The Holy See was also warned that religion does not rule Ireland.

"For the first time in Ireland, a report into child sexual abuse exposes an attempt by the Holy See to frustrate an inquiry in a sovereign, democratic republic as little as three years ago, not three decades ago," he said.

"And in doing so, the Cloyne report excavates the dysfunction, disconnection, elitism, the narcissism that dominate the culture of the Vatican to this day.

"The rape and torture of children were downplayed or 'managed' to uphold instead, the primacy of the institution, its power, standing and 'reputation'."

The Taoiseach's attack, which opened a special Dáil debate, followed the publication last week of the fourth major report in six years into the Church's cover-ups of clerical abuse.

Cloyne Diocese in Co Cork is the latest part of the Church to be exposed with former bishop John Magee - a Vatican aide to three Popes - singled out for misleading investigators and "dangerous" failures on child protection. His resignation was accepted by Pope Benedict last year.

On one occasion he was found to have written two different reports on an abuse allegation - one for Rome and one for diocesan records.

The Taoiseach went on to describe the Vatican of having a "calculated withering position" on clerical abuse, which he said was "the polar opposite of the radicalism, the humility and the compassion upon which the Roman Church was founded".

Mr Kenny said the Vatican's reaction to evidence from victims of abuse was to have it parsed and analysed by a canon lawyer.

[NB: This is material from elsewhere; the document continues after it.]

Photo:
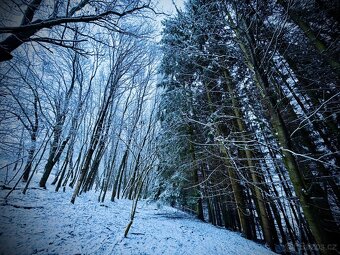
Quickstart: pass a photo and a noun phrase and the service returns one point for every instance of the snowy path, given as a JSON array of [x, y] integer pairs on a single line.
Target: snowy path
[[52, 225]]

"This is not Rome," he said. "Nor is it industrial school or Magdalene Ireland, where the swish of a soutane-smothered conscience and humanity and the swing of a thurible ruled the Irish Catholic world.

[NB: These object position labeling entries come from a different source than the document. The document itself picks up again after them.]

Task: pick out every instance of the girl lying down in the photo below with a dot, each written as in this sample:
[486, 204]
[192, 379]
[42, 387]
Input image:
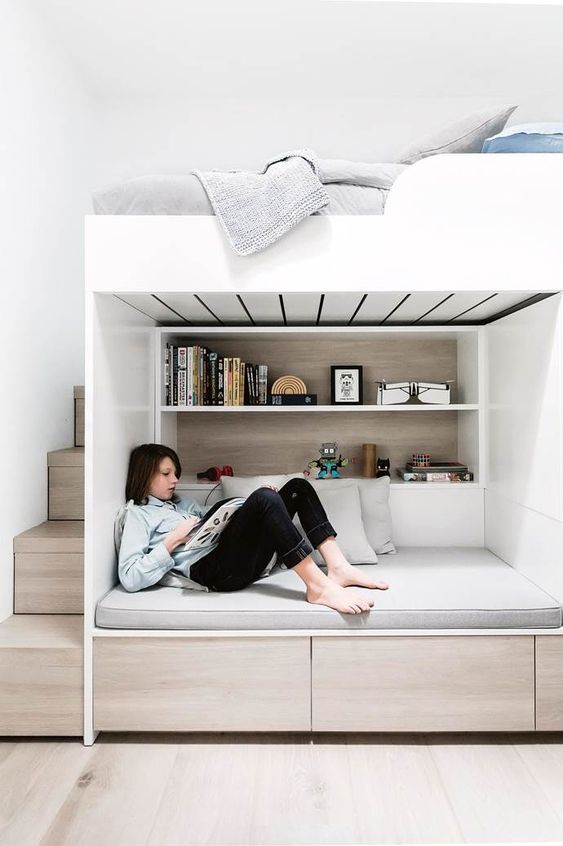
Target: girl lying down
[158, 523]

"This is the Republic of Ireland 2011.

"A republic of laws, of rights and responsibilities, of proper civic order, where the delinquency and arrogance of a particular version of a particular kind of morality will no longer be tolerated or ignored."

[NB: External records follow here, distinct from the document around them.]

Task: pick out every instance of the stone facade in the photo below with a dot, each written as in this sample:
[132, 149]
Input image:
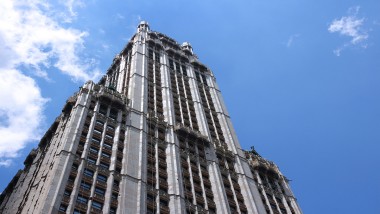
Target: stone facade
[153, 136]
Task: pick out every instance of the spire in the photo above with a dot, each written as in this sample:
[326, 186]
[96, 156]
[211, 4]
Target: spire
[143, 26]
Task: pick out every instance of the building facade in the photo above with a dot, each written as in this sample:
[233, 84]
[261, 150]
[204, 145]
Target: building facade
[152, 136]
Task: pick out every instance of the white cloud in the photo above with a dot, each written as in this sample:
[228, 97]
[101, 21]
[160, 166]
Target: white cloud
[34, 39]
[21, 109]
[119, 16]
[350, 26]
[5, 163]
[31, 40]
[291, 40]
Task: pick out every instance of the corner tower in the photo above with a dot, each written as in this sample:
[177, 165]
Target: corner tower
[153, 136]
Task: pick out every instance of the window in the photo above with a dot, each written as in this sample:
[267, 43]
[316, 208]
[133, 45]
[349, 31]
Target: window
[99, 191]
[85, 185]
[91, 160]
[97, 205]
[71, 178]
[114, 196]
[94, 150]
[97, 131]
[82, 200]
[103, 109]
[108, 146]
[101, 178]
[67, 193]
[104, 154]
[113, 114]
[113, 210]
[62, 208]
[94, 140]
[74, 166]
[104, 165]
[88, 172]
[164, 203]
[111, 128]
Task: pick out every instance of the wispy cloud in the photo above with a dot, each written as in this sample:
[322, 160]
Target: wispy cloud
[37, 40]
[119, 16]
[291, 40]
[350, 26]
[21, 115]
[32, 41]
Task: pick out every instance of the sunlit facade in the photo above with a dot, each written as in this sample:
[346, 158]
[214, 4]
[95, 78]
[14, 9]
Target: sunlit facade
[152, 136]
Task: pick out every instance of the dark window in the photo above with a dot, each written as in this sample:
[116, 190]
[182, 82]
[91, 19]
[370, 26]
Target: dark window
[82, 200]
[63, 208]
[114, 196]
[102, 178]
[95, 140]
[67, 192]
[112, 210]
[91, 160]
[111, 128]
[88, 172]
[97, 205]
[164, 203]
[74, 166]
[103, 109]
[94, 150]
[104, 165]
[99, 191]
[106, 145]
[113, 114]
[104, 154]
[85, 185]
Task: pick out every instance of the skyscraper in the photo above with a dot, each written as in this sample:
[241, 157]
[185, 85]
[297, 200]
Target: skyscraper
[153, 136]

The Taoiseach's condemnation came on the back of the first official comment from a Holy See spokesman to the Cloyne report.

On Vatican radio, Fr Federico Lombardi dismissed criticism and denied that Irish bishops were encouraged or advised to cover up clerical abuse or evade laws designed to protect children.

Fr Lombardi said he was not speaking on behalf of Pope Benedict and claimed the severity of criticisms against the Holy See was curious.

The Cloyne scandal goes as high as the Vatican after the inquiry criticised a 1997 letter from the Papal Nuncio, Rome's ambassador to Ireland, to Irish bishops.

The Cloyne report described the response to the clerics' plans to improve child protection policy as "entirely unhelpful".

"There is no reason to interpret that letter as being intended to cover up cases of abuse," Fr Lombardi said.

"Moreover, there is absolutely nothing in the letter that is an invitation to disregard the laws of the country."

The Government is awaiting an official response to the Cloyne scandal from the current Papal Nuncio, Archbishop Giuseppe Leanza.

The Catholic Church has been left reeling from four reports into clerical child abuse in the last six years - the Dublin Archdiocese and the Ryan inquiry into industrial schools and homes in 2009, the Ferns Diocese in 2005 and just last week, Cloyne, which relates to abuse complaints and investigations as recent as 2008.

Archbishop of Dublin Diarmuid Martin has called for internal reports on all Irish dioceses by the Church's own watchdog, the National Board for the Safeguarding of Children in the Catholic Church, to be published as soon as possible. Mr Kenny backed his call.

Mr Kenny said clericalism had rendered some of Ireland's brightest and most privileged and powerful men either unwilling or unable to address the horrors in the Ryan and Murphy reports. He said this Roman clericalism must be devastating for "good priests".

The Government has committed to tough new child protection in the wake of Cloyne, including making it an offence to withhold information about crimes against children and introduce new vetting to allow "soft information" transfers.

Mr Kenny said: "As the Holy See prepares its considered response to the Cloyne report, as Taoiseach I am making it absolutely clear that when it comes to the protection of the children of this state, the standards of conduct which the church deems appropriate to itself cannot and will not be applied to the workings of democracy and civil society in this republic."